Fig. 5. Ms. Däbrä Maˁṣo Yoḥannәs MY-023, collection of texts about John the Baptist, dated 1969, written by Dərar Wäldäqirqos (photo-credit: Ethio-SPaRe)
A son of Dərar Wäldäqirqos, the priest Mäbrahtom Dərar is now active in Ləggat as a scribe. It is told that there were up to 63 scribes in Ləggat during some periods in the past. The scribes of Ləggat claim that more than 35,000 parchment books have been produced in Ləggat for the neighbouring areas and other places in Tigray and Eritrea; Tigrayans from the diaspora used to order in Ləggat books for Ethiopian churches in the US, England, Greece and Canada.
The scribes of Ləggat share similar manuscript-making techniques. They use nearly the same materials; their methods of preparing parchment, inks, pens etc., and their binding techniques do not differ much. They have been taught by the same teachers who originate from the same locality.
The scribes say that they know how to carry out all stages of book production, but today they prefer to buy some of the materials and do not prepare them with their own hands. They usually work independently from each other, at their houses. With the exceptions of some stages of the manuscript production (e.g. parchmenting) joint manuscript-making projects are not common.

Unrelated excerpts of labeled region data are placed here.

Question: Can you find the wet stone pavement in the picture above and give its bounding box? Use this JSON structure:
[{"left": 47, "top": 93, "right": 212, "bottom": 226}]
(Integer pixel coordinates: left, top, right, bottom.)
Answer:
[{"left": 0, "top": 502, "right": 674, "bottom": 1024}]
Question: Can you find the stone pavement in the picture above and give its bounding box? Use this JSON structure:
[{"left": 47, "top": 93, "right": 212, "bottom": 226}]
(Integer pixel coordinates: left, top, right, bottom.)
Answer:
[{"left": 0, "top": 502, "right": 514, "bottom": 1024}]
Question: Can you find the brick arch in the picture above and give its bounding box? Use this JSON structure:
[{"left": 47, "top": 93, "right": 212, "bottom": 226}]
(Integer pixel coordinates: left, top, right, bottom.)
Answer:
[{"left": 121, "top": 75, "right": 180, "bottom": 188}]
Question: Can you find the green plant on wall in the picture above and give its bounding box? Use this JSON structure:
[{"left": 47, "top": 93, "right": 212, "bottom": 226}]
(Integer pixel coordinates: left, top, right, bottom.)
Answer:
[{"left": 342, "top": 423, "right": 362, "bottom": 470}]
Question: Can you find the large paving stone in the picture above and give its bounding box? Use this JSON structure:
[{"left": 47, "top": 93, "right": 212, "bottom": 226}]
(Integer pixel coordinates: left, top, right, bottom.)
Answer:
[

All scribes of Ləggat use parchment as writing support, and the techniques of parchment making used by them is similar. Parchment is prepared from such domestic animals such as goats and sheep, and cows. The scribes prefer to use goatskins because of its better quality, while cow skins are usually preferred for large books and for the production of leather cases used for keeping and carrying the books. The scribes can prepare parchment by themselves, in which case they select and purchase from “skin stores” (the people who buy, collect and store skins of slaughtered domestic animals, and later sell them).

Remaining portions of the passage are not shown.